Kay Liang blinked. "Of the relief crew, yes."

"Not the flight crew?"

"No. The first officer of the relief crew."

"You had two crews on board?"


"When did the crews change?"

"Perhaps three hours earlier. During the night."

"What was the name of the injured first officer?" Casey asked.

Again, she hesitated. "I ... I am not sure. I had not flown with the relief crew before."

"I see. And when you went to the cockpit?"

"Captain Chang had the plane in control. The crew was shaken, but not injured. Captain Chang told me that he had requested an emergency landing at Los Angeles."

"You've flown with Captain Chang before?"

"Yes. He is a very good captain. Excellent captain. I like him very much."
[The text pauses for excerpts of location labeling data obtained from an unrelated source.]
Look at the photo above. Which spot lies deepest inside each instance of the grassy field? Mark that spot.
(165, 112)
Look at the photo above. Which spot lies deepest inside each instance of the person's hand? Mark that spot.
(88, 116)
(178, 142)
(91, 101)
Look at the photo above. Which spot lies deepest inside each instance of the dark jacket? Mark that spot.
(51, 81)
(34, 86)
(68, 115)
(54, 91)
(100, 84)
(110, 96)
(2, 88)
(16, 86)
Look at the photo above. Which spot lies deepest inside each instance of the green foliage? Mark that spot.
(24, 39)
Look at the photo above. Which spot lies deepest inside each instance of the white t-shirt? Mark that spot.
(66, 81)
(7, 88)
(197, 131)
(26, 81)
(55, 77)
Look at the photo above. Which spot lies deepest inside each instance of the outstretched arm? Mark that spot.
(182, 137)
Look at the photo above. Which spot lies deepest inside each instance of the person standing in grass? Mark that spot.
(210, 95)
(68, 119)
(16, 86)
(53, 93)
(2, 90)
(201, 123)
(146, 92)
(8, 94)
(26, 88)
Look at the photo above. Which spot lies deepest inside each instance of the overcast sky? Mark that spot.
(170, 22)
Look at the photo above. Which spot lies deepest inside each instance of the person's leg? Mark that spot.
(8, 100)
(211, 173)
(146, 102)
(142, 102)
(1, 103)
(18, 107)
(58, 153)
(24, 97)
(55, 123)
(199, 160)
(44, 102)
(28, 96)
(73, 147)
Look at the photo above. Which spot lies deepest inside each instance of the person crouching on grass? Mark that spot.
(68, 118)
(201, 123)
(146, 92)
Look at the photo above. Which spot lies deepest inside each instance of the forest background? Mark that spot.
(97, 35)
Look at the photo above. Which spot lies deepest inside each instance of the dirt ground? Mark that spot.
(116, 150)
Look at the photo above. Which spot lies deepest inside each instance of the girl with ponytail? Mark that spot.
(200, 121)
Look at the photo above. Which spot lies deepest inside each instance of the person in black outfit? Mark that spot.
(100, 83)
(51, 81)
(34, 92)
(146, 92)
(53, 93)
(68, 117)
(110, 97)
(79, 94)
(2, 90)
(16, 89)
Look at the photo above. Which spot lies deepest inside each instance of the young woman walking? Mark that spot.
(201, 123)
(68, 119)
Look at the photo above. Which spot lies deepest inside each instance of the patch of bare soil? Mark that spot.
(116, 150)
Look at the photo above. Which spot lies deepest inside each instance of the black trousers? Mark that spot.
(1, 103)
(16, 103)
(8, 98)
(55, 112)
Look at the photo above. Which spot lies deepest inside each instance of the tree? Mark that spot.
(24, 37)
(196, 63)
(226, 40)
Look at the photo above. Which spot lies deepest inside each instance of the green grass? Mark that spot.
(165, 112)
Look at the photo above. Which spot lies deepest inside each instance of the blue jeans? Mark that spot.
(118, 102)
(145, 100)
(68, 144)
Protesting too much, Casey thought. The stewardess, previously calm, now appeared uneasy. Liang glanced at Casey, then looked away.
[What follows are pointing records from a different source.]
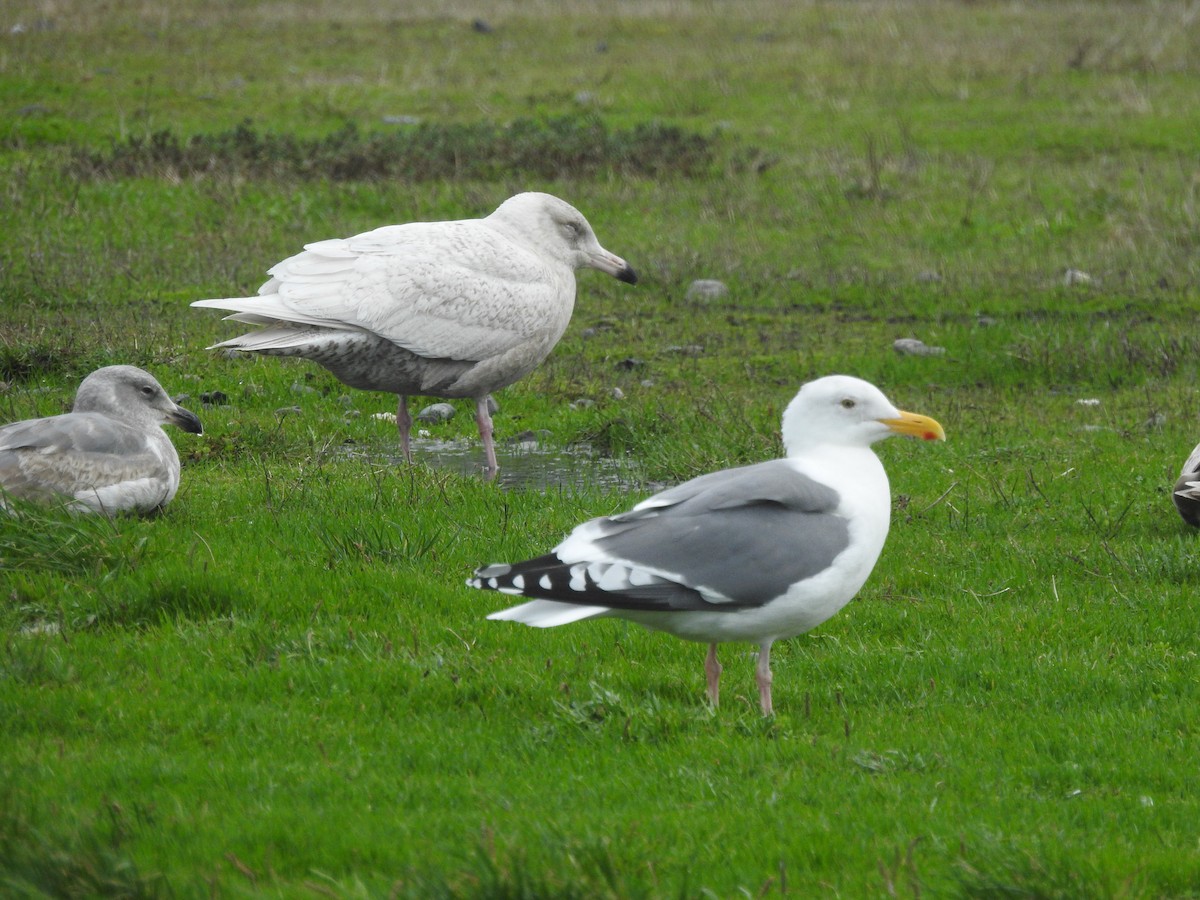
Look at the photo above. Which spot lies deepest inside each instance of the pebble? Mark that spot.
(707, 289)
(912, 347)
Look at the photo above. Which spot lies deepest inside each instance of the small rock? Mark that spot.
(912, 347)
(707, 289)
(401, 120)
(436, 413)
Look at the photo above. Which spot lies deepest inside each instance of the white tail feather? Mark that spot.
(547, 613)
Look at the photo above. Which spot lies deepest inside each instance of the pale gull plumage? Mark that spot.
(756, 553)
(443, 309)
(107, 455)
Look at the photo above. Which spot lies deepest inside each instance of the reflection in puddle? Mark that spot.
(526, 465)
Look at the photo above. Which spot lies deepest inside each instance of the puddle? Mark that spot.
(525, 465)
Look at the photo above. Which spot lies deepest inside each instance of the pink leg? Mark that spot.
(762, 673)
(405, 425)
(484, 420)
(713, 675)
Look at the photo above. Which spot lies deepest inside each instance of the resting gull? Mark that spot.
(1187, 490)
(756, 553)
(108, 455)
(443, 309)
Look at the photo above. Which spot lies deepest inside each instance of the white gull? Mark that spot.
(108, 455)
(443, 309)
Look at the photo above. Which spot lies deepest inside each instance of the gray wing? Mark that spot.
(76, 451)
(730, 540)
(745, 533)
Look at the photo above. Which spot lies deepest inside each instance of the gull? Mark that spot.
(756, 553)
(108, 455)
(1187, 490)
(442, 309)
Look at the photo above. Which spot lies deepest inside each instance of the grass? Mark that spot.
(280, 685)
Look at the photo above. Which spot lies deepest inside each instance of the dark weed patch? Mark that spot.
(376, 544)
(568, 147)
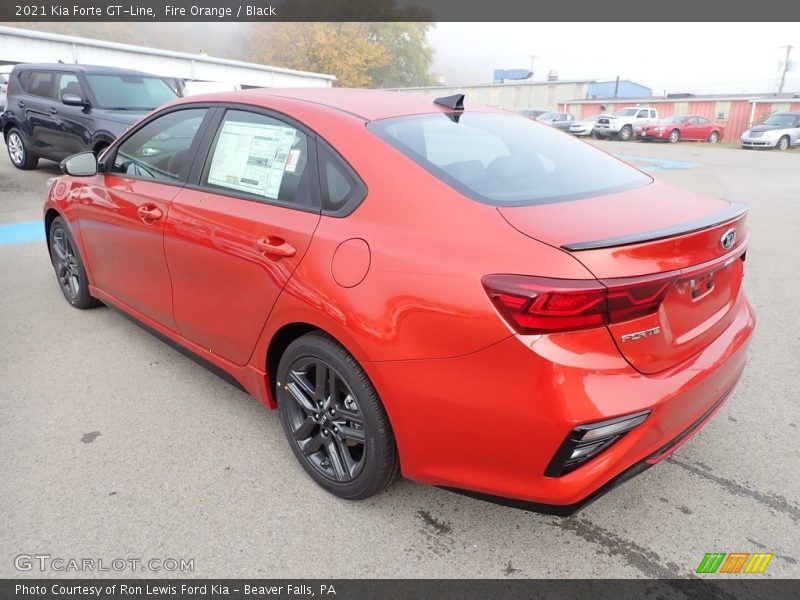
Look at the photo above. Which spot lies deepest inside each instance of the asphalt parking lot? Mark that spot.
(115, 445)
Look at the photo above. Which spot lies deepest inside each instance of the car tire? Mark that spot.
(18, 151)
(68, 266)
(334, 420)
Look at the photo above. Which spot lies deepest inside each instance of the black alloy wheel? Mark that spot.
(333, 419)
(68, 266)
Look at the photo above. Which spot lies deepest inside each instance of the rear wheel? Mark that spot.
(333, 419)
(68, 266)
(18, 151)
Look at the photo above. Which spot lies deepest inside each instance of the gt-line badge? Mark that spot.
(630, 337)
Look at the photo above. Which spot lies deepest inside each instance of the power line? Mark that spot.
(789, 49)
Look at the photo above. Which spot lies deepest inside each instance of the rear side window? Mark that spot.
(340, 187)
(504, 160)
(68, 84)
(161, 149)
(261, 158)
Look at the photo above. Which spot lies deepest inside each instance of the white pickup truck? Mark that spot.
(623, 123)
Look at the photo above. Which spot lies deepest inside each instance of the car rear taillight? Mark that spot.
(537, 305)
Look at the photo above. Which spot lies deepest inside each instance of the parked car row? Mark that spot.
(779, 131)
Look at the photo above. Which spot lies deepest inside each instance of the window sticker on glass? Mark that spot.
(251, 157)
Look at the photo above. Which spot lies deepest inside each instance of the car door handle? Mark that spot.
(149, 213)
(275, 246)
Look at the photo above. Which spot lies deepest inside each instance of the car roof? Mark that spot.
(73, 68)
(370, 105)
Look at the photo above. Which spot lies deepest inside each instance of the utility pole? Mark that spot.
(789, 49)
"Did there appear to be any damage to the flight deck?" Casey asked.

The stewardess frowned, thinking. "No," she said. "The flight deck appeared normal in every respect."

"Did Captain Chang say anything else?"

"Yes. He said they had an uncommanded slats deployment," she said. "He said that had caused the upset, and the situation was now under control."

Uh-oh, Casey thought. This was not going to make the engineers happy. But Casey was troubled by the stewardess's technical phrasing. She thought it unlikely that a flight attendant would know about uncommanded slats deployment. But perhaps she was just repeating what the captain had said.

"Did Captain Chang say why the slats deployed?"

"He just said, uncommanded slats deployment."

"I see," Casey said. "And do you know where the slats control is located?"

Chapter 4

Kay Liang nodded. "It is a lever in the center pillar, between the chairs."

That was correct, Casey thought.

"Did you notice the lever at that time? While you were in the cockpit?"

"Yes. It was in the up and locked position."

Again, Casey noted the terminology. A pilot would say, Up and locked. Would a flight attendant?

"Did he say anything else?"

"He was concerned about the autopilot. He said the autopilot kept trying to cut in, to take over the plane. He said 'I had to fight the autopilot for control.'"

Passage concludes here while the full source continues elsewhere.